Der Anfangs-pH-Wert fiel nach Reaktionsbeginn auf Grund der Aktivierung des eingesetzten Chlorhydrins zum Epoxid unter gleichzeitiger Bildung von Chlorwasserstoff innerhalb kurzer Zeit auf pH 11 und wurde durch kontinuierliche Zugabe von 4 N Natronlauge auf den jeweils gewünschten pH-Wert von 11 bis 12 eingestellt. Die Bildung des aktiven Reagenzes (d. h. des Epoxides) - und damit auch der Reaktionsverlauf - konnte leicht anhand des Verbrauchs an Natronlauge verfolgt werden. Der Reaktionsverlauf unter Bildung von schwach bis mittelstark anionisch modifizierten Enzymderivaten (d. h. bei Umsetzungen mit bis zu 5 Gew.-% Reagenz bezogen auf eingesetztes Enzym) konnte auch analog zu Beispiel 1 mittels Kationenaustauschchromatographie (Ultropak TSK-2-CM 250×4,6 mm, pH=6) verfolgt werden. Durch höhere Reagenzkonzentrationen von 5 bis 10 Gew.-% (bezogen auf das eingesetzte Enzym) war es möglich, die eingesetzte hochalkalische Protease aus Bacillus alcalophilus auch mehrfach zu modifizieren (d. h. die Zahl der in ein Proteasemolekül, eingeführten Substituenten war<1).
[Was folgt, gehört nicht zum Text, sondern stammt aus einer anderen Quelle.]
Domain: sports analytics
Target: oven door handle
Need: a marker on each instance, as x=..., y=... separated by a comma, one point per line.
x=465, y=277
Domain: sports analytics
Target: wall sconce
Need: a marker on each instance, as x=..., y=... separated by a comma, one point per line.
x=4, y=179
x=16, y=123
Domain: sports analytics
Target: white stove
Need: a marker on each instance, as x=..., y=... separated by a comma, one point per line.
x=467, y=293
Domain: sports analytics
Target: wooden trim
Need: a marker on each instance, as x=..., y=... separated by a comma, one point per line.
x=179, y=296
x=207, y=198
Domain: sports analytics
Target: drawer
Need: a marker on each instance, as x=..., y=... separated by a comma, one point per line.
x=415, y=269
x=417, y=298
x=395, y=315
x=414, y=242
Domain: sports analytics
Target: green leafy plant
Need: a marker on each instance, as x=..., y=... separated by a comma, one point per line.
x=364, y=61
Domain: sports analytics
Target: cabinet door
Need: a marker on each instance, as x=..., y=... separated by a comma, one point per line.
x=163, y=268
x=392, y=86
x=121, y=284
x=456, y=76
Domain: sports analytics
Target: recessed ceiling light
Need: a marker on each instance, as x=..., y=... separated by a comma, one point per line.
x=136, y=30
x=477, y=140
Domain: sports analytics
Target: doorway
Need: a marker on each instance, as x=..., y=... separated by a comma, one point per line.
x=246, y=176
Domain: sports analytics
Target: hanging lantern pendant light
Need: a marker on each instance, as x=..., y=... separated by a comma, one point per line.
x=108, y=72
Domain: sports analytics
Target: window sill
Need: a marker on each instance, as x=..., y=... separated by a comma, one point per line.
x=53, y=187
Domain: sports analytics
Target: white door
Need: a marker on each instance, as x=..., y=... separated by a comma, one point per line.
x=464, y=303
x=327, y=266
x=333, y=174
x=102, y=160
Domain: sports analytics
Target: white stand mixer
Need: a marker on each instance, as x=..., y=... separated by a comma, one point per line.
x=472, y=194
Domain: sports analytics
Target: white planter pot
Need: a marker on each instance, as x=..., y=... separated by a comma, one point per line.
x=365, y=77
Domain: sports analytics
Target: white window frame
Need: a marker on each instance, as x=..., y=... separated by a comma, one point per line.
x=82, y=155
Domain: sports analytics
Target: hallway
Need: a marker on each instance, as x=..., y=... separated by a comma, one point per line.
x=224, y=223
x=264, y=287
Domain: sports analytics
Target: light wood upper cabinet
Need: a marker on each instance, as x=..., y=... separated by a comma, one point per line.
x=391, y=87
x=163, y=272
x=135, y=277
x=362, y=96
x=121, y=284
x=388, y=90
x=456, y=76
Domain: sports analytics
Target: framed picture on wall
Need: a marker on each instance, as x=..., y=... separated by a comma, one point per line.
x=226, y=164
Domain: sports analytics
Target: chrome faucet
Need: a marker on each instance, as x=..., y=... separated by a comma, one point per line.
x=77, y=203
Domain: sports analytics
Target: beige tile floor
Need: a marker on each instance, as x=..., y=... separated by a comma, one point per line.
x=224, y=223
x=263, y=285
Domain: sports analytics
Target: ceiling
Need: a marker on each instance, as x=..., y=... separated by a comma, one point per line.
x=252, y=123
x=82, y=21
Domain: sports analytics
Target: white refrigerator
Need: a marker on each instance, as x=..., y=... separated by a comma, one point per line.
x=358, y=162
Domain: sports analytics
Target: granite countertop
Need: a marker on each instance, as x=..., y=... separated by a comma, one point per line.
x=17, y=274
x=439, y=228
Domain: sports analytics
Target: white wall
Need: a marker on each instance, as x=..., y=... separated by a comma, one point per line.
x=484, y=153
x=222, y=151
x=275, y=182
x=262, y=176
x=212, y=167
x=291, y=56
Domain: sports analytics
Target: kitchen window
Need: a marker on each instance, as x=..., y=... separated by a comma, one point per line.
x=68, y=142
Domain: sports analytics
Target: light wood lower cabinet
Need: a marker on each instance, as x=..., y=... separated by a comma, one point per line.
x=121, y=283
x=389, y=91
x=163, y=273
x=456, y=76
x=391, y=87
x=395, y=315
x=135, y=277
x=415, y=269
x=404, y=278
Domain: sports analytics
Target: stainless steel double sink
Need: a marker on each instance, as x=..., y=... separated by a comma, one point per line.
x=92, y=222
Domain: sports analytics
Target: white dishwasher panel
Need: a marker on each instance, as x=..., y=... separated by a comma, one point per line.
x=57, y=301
Zur Beendigung der Reaktion wurde das jeweilige Reaktionsgemisch auf 20°C abgekühlt und mit wäßriger 20gew.-%iger Zitronensäure auf pH 7 neutralisiert.
Die Isolierung/Aufkonzentrierung der chemisch modifizierten Proteasen erfolgte nach an sich für die Isolierung von Enzymen bekannten Methoden, wie Ionenaustauschchromatographie.
Hierbei wurden je nach den eingestellten Bedingungen wasserlösliche, chemisch modifizierte Enzymderivate mit mittelstarkem bis starkem Modifizierungsgrad erhalten.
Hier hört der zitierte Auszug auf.